Hoisted from my email: What’s the barrier to diffusion of cost-effective care?

I posted about a Fuchs and Milstein article in which they suggested physicians were the key to speeding up the diffusion of cost/comparative-effective care. Aaron responded with the idea that insurers ought to be interested in doing this too. That sparked some email with Kevin Outterson, which follows.

Me to Kevin:

Kevin, my question is, are insurers lacking some specific legal cover to hide behind comparative effectiveness research? Is there something about the law that isn’t helping? Is that a place to start?

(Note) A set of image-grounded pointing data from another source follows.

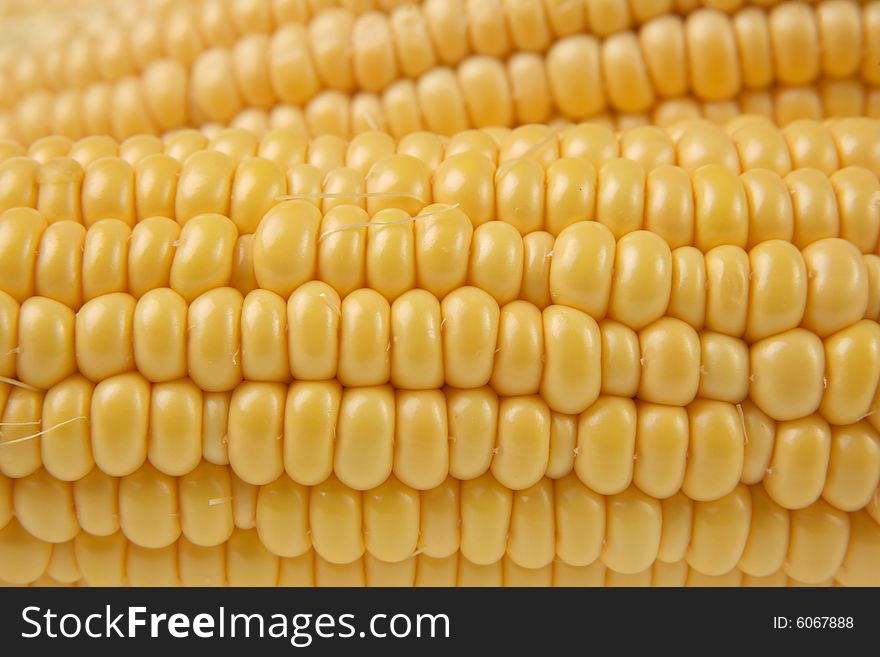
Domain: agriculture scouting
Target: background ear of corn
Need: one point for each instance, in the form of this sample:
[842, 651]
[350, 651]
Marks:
[393, 293]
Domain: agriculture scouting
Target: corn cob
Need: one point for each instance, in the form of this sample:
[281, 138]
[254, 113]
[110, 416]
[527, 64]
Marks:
[417, 38]
[547, 355]
[481, 89]
[828, 98]
[560, 521]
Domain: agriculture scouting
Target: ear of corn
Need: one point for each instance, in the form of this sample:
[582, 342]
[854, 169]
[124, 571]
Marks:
[460, 293]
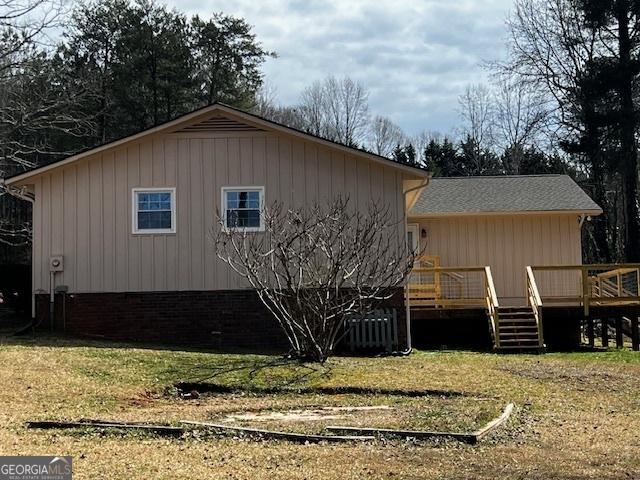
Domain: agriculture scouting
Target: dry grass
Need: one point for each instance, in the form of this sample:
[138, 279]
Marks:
[577, 416]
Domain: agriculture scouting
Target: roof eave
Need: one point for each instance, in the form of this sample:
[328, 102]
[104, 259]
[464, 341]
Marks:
[193, 116]
[590, 212]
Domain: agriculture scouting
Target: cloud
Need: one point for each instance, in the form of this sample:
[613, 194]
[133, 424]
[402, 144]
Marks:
[415, 57]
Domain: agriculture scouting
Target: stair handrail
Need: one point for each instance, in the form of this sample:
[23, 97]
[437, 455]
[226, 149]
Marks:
[535, 302]
[492, 305]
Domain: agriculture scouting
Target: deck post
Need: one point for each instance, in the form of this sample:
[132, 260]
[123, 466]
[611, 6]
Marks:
[619, 339]
[605, 332]
[635, 333]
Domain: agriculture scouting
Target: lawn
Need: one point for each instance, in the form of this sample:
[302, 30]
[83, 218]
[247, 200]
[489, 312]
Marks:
[577, 415]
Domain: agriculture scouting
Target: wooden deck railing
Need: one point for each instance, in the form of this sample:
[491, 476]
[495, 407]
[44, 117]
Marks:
[587, 285]
[535, 302]
[491, 301]
[454, 287]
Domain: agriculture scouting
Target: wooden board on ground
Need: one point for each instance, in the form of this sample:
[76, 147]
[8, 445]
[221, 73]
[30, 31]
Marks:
[295, 437]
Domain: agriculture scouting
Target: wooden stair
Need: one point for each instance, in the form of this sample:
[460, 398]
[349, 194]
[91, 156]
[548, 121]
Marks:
[517, 329]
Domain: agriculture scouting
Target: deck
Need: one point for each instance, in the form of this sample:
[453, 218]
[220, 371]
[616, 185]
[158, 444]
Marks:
[561, 304]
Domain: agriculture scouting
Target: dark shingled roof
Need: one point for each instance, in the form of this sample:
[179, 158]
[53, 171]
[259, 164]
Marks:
[518, 193]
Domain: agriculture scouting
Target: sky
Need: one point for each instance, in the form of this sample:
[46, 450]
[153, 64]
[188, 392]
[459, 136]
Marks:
[414, 56]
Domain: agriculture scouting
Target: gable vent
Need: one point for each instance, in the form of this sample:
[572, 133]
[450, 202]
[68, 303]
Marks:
[220, 124]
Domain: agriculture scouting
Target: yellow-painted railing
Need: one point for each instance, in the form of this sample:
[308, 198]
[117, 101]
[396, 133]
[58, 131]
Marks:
[586, 285]
[535, 302]
[491, 301]
[454, 287]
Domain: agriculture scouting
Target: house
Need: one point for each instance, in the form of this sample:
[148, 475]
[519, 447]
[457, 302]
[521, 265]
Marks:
[122, 244]
[124, 228]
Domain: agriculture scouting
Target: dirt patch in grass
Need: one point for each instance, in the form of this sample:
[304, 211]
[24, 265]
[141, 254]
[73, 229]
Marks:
[579, 375]
[577, 415]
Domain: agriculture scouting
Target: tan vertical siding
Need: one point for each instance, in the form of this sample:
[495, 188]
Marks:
[84, 210]
[507, 243]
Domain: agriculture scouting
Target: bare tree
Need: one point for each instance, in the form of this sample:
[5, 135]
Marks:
[520, 116]
[314, 109]
[336, 109]
[477, 110]
[384, 136]
[312, 267]
[551, 47]
[24, 23]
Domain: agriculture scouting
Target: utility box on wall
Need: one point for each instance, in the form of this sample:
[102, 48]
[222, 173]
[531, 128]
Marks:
[56, 263]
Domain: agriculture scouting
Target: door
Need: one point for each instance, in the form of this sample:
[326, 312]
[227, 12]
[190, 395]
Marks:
[413, 237]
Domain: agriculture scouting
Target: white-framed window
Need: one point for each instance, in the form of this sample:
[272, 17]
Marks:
[242, 208]
[154, 210]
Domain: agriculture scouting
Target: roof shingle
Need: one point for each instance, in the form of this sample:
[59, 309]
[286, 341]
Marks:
[518, 193]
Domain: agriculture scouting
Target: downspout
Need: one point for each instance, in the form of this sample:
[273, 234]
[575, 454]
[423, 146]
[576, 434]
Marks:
[409, 348]
[23, 194]
[583, 217]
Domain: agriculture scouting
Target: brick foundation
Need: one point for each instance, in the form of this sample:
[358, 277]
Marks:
[225, 319]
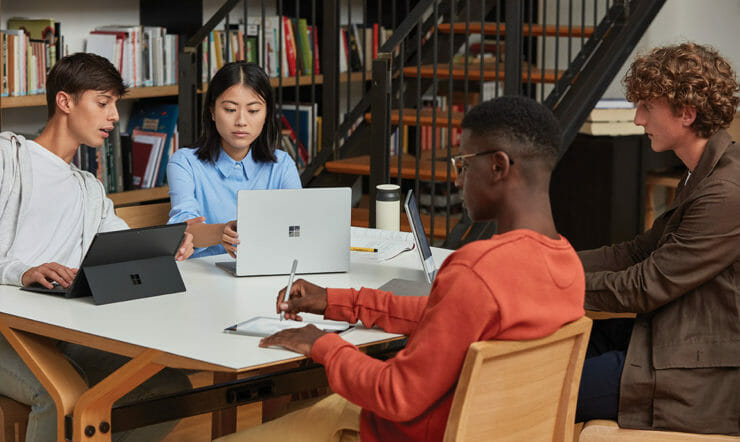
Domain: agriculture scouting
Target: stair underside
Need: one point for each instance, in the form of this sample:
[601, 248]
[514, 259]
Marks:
[490, 73]
[361, 166]
[536, 30]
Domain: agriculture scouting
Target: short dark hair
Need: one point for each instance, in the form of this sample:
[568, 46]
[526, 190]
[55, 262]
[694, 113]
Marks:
[530, 127]
[80, 72]
[253, 77]
[687, 74]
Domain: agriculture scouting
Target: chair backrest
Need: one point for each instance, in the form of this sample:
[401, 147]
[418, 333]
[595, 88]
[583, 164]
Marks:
[13, 420]
[520, 390]
[145, 215]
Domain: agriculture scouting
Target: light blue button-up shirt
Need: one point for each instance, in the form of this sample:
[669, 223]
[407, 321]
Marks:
[201, 188]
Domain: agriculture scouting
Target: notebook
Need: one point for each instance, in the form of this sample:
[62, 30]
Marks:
[404, 286]
[265, 326]
[277, 226]
[126, 264]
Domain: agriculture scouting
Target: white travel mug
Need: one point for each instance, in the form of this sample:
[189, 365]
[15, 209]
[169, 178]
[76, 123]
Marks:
[388, 207]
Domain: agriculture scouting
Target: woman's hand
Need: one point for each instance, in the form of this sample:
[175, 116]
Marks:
[229, 238]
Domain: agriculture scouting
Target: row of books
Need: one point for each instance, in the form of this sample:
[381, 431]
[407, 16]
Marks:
[145, 55]
[288, 46]
[358, 46]
[137, 158]
[30, 47]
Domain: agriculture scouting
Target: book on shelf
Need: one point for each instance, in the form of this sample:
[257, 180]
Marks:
[305, 57]
[160, 118]
[290, 47]
[140, 140]
[253, 48]
[314, 40]
[611, 128]
[302, 156]
[287, 145]
[356, 60]
[304, 125]
[343, 55]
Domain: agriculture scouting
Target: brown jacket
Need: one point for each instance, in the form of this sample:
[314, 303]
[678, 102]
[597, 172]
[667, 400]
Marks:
[682, 278]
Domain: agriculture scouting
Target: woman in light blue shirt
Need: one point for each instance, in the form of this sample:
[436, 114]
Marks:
[236, 151]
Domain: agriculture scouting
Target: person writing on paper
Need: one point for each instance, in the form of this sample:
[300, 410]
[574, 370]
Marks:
[236, 151]
[523, 283]
[676, 366]
[49, 213]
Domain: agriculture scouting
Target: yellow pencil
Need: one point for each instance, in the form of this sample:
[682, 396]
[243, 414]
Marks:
[363, 249]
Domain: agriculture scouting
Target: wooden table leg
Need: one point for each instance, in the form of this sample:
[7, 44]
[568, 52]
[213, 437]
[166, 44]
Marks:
[223, 422]
[51, 368]
[93, 410]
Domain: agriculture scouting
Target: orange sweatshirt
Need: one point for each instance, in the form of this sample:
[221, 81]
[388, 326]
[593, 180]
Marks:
[514, 286]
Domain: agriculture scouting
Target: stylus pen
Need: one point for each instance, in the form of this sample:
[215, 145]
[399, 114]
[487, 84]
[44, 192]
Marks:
[363, 249]
[290, 284]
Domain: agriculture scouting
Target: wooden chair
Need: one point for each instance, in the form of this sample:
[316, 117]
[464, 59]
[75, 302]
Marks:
[608, 431]
[520, 390]
[13, 418]
[145, 215]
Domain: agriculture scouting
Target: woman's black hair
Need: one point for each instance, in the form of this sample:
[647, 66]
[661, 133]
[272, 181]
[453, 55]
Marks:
[253, 77]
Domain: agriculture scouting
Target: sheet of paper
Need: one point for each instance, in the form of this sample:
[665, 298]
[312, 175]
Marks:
[266, 326]
[389, 243]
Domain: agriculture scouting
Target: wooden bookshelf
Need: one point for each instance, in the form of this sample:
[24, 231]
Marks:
[38, 100]
[536, 30]
[361, 218]
[132, 197]
[134, 93]
[361, 166]
[425, 117]
[491, 72]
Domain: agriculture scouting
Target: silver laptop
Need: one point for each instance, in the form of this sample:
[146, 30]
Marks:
[404, 286]
[277, 226]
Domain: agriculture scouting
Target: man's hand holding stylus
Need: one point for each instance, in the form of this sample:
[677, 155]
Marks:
[304, 297]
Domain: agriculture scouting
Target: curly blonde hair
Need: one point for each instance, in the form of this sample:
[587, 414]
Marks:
[688, 74]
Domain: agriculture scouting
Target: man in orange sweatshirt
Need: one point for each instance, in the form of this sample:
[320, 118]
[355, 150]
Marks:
[525, 282]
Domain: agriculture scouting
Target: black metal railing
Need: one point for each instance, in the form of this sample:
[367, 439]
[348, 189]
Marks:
[442, 57]
[550, 50]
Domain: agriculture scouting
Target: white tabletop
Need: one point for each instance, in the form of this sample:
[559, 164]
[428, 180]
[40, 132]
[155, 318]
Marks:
[190, 324]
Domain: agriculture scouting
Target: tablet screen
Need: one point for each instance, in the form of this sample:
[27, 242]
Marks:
[420, 238]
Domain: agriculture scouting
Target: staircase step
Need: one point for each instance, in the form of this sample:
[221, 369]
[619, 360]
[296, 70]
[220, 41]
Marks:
[361, 166]
[537, 30]
[361, 218]
[426, 117]
[491, 72]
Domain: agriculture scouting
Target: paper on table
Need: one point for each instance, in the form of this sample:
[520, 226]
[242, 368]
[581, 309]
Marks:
[266, 326]
[389, 243]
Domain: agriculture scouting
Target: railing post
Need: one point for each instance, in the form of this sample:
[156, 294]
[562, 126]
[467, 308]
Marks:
[380, 126]
[513, 48]
[188, 118]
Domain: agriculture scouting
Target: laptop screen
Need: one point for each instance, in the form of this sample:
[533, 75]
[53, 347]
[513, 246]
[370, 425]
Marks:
[420, 238]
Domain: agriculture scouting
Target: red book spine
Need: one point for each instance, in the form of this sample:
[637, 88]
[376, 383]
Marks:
[375, 41]
[314, 35]
[301, 148]
[289, 46]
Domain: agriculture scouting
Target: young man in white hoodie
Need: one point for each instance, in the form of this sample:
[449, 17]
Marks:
[49, 213]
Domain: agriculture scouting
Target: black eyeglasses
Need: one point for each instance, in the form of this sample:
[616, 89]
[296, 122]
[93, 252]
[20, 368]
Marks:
[459, 164]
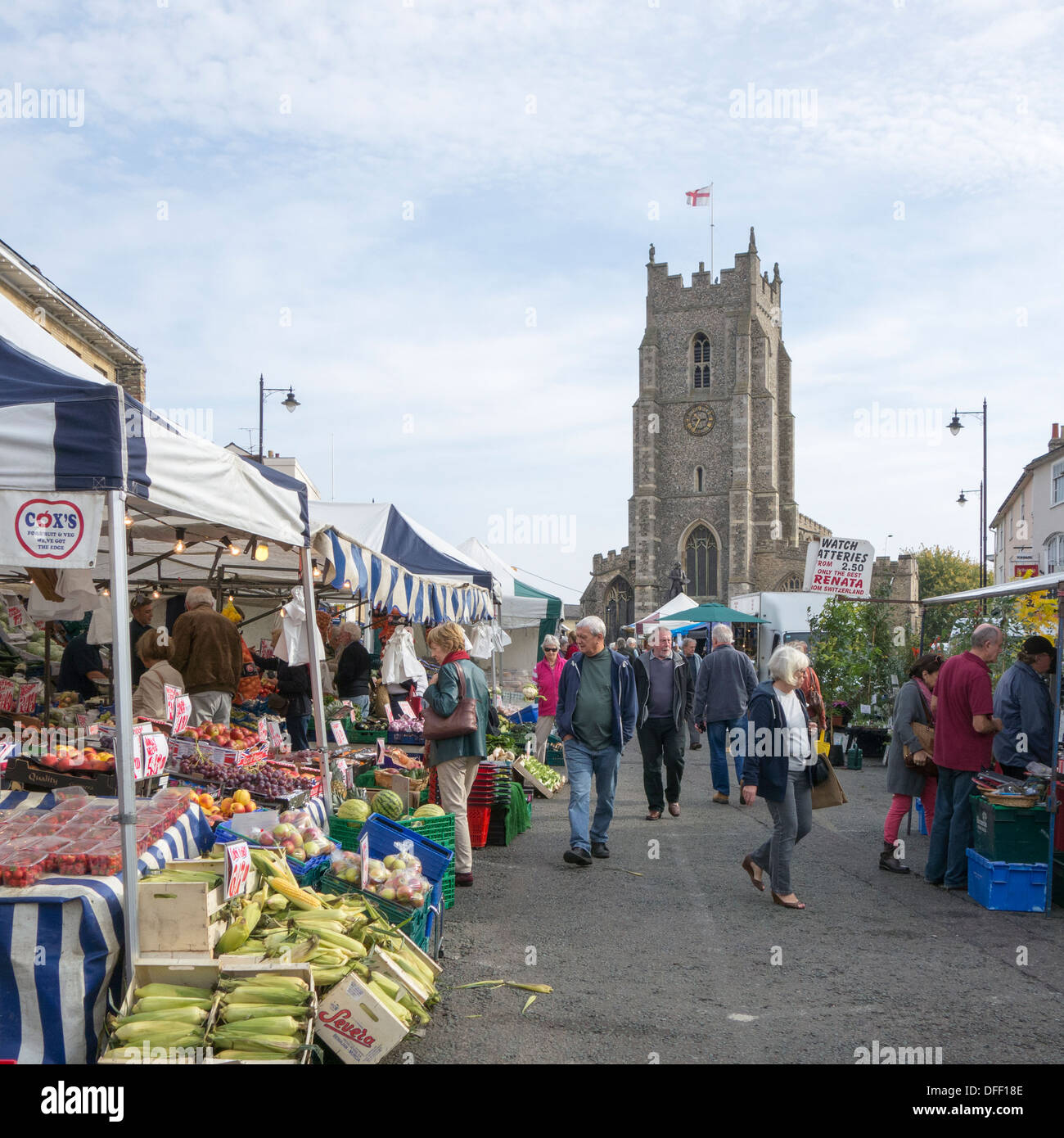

Kevin, in reply (lightly edited):

It’s a collective action problem on creating and investing in comparative effectiveness research, especially with low beneficiary persistency over time (all the more reason to do it nationally); possible anti-trust (AT) issues if the plans adopt the same jointly created guidelines (they have a special AT waiver to collaborate on forms and data reporting); self-insured ERISA plans have tried with Leapfrog – not sure why that hasn’t worked better.

My conclusion:

The collective action and AT issues imply a role for government, which is another route back to politics.

So, are docs off the hook because insurers should provide the push? Are insurers off the hook because the law is a barrier and there is a collective-action problem? Or should docs provide the political cover and external motivation to solve those? (Around and around we go.)